Here in the temperate coastal rainforest, the average winter temperature generally rises to around 8 degrees Celsius. Winter here means dramatic skies, rain (sometimes falling sideways), impressive swell…and bursts of sunshine. Storm watching season is as much about the weather as it is about how frequently and quickly it can change. All you have to do is be present to witness it.

the science of storm watching

What makes Tofino such a storm watching hot spot? One factor is our exposed coast, with no landmass between here and Japan. This places Tofino in the unique position of experiencing the wind that builds up over distance, giving us those beautifully bent krummholz-shaped trees along the coast and waves that will roll in at up to 20 feet in height.

Despite our water temperature getting no warmer than 15 degrees Celsius, the ocean releases heat and moisture. This moderates the temperature on our coast, keeping most of our winter days snowless. The interaction of this warm ocean air with the colder upper air masses “energizes” the lows. Our storms generally originate in the Aleutian Low, situated by the Aleutian Islands in the Bering Sea by Alaska. As this low intensifies, what we get is rapidly falling pressures and strengthening winds. Add to that some intense rainfall, and you’ve got Tofino winter storm watching conditions.

how to winter storm watch

Storm watching is a season, an activity and a passive pursuit simultaneously. This gives you license to enjoy it however you want! Here are some of our favourite ways to get in some Tofino storm watching:



  • Lean into the wind at Chesterman Beach. This is the beach where it all began, when the McDiarmid family enjoyed storm watching so much that they built the Wickaninnish Inn in 1996 with the confidence that others may want to storm watch, too. And they still do, especially from the 270 degree perspective of the beach and ocean at The Pointe Restaurant.
  • A little further south, Cox Bay Beach is known to see the biggest waves. Take in the storm outside, or in comforting warmth with some food and beverage in The Great Room at Long Beach Lodge Resort.
  • The deck of the Kwisitis Visitor Centre, within Pacific Rim National Park Reserve, overlooks the large bay of Wickaninnish Beach. The views are always spectacular and the wind is always strong. Dress in layers and take in the sea spray!

And that’s just a headstart. It wouldn’t be fun if we revealed every storm watching spot, would it?

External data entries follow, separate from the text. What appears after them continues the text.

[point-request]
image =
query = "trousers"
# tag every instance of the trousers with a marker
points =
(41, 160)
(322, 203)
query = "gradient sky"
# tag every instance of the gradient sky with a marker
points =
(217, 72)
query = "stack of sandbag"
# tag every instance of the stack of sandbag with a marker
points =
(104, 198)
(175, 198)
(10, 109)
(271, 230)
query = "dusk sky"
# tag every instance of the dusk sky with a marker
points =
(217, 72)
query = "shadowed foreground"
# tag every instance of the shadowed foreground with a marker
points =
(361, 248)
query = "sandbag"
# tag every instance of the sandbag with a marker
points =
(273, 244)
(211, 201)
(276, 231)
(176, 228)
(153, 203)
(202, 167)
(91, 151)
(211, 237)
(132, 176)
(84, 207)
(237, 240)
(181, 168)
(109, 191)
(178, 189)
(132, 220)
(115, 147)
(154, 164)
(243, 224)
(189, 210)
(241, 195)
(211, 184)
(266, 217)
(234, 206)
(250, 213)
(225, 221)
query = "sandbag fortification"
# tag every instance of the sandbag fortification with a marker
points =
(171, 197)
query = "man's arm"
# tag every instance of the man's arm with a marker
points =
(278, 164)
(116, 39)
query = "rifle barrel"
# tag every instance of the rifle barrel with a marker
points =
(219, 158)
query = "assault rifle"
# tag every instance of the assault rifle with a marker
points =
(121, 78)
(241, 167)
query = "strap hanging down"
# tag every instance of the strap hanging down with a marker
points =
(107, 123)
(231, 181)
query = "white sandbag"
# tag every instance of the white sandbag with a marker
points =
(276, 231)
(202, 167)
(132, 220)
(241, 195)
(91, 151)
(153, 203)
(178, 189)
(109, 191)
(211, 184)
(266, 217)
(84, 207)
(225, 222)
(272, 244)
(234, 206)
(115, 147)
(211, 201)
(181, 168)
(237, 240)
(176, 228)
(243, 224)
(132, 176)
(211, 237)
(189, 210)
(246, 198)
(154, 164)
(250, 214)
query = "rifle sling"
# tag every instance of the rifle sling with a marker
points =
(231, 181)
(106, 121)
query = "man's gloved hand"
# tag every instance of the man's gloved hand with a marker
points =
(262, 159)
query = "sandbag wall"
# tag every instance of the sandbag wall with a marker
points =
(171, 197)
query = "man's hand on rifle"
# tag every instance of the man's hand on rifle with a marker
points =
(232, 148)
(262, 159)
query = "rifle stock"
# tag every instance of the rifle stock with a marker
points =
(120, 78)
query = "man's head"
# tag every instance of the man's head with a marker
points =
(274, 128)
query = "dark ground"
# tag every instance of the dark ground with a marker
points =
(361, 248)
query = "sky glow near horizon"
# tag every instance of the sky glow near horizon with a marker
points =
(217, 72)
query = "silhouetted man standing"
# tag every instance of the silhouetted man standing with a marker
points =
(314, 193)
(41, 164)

practice safe storm watching

You hear the gales howling outside, see the waves rooster tailling, and want to get out there and up close. We get the excitement - and recommend these simple safety rules that all responsible westcoasters respect:

  • Dress for success, which in this case means staying relatively dry.  Sturdy gumboots, a waterproof jacket and even rainpants (they work!) will do the trick.
  • Check the tide. It can rise fast, going right up to the foreshore.   Water has incredible force and this is how those giant pieces of driftwood end up strewn across the beach.  And those logs outweigh you.
  • Avoid standing on tidal rocks.
    • We’ve all seen great photos from this vantage point, but unless you possess superpowers and a desire to swim fully clothed in cold seas, we recommend staying well upland, beyond the reach of even the biggest rogue waves.

    Stay dry-ish, stay safe, and enjoy your Tofino storm watching.